One line of questioning during Tuesday's oral arguments on gay marriage before the U.S. Supreme Court suggests a "wild card" compromise as one possible outcome.
While court watchers expect the usual five to four, liberal/conservative split on the court, with Justice Anthony Kennedy being the deciding vote, another possible outcome is a compromise led by Chief Justice John Roberts.
There are two questions before the Court in Obergefell v. Hodges: 1) Does the Fourteenth Amendment require a state to license a marriage between two people of the same sex? 2) Does the Fourteenth Amendment require a state to recognize a marriage between two people of the same sex when their marriage was lawfully licensed and performed out-of-state?
There are three possible outcomes when the court decides in June: 1) Yes to both. 2) No to both. 3) No to the first question and yes to the second question.
As Roberts pointed out during oral arguments, yes to the first and no to the second is not a possible outcome. If states must recognize same-sex marriages, they must also recognize them from other states.
Outcome three would mean that states do not have to issue marriage licenses for same-sex couples, but they would have to recognize marriage licenses issued to same-sex couples in other states. Since same-sex couples who live in states without gay marriage could travel to another state to obtain a marriage license, this outcome would mostly be a victory for those who support redefining marriage to include same-sex couples.
Most court watchers expect Kennedy to either join the court's four liberals for outcome one, or join the court's four conservatives for outcome two.

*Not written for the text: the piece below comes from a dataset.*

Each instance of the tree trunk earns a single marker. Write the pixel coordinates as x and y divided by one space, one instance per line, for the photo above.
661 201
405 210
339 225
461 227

Outcome three is the wild card. Oral arguments did suggest that at least two Justices, Roberts and Anthony Scalia, were considering outcome three. With Kennedy clearly conflicted, he may willingly to go along with a compromise. Those three justices would still need at least two more justices for a majority, however.
According to Scotusblog, legal experts who were live blogging during the oral arguments, Kennedy seemed torn. He said he had "a word on his mind ... and that word is millennia" because the definition of marriage has not changed for millennia. On the other hand, he said that state marriage laws were meant to provide "dignity" to couples, so same-sex couples, and their children, would be denied dignity if not a allowed a state marriage license.
Scotusblog's Kevin Russell noted that both Roberts and Scalia asked some questions regarding how states should view marriage licenses from other states.
The issue revolves around the meaning of the U.S. Constitution's Full Faith and Credit Clause (Article IV, Section 1), which states, "Full faith and credit shall be given in each state to the public acts, records, and judicial proceedings of every other state."
Some of the justices asked whether a marriage license counts as either a public act or record, Russell wrote.
If the Supreme Court were to go with the "wild card" decision, it would not be the first time that Roberts would surprise court prognosticators. In 2012 he sided with the court's four liberals in upholding the Affordable Care Act's individual mandate.
Where, though, would the other two votes come from for a "wild card" majority? The other two conservatives, Justices Samuel Alito and Clarence Thomas, might join to prevent outcome one. Also, one of the court's liberals, Justice Stephen Breyer, seemed concerned that the lawyer for the plaintiffs did not adequately answer the question of why the court should overturn an institution that has been maintained for most of human civilization.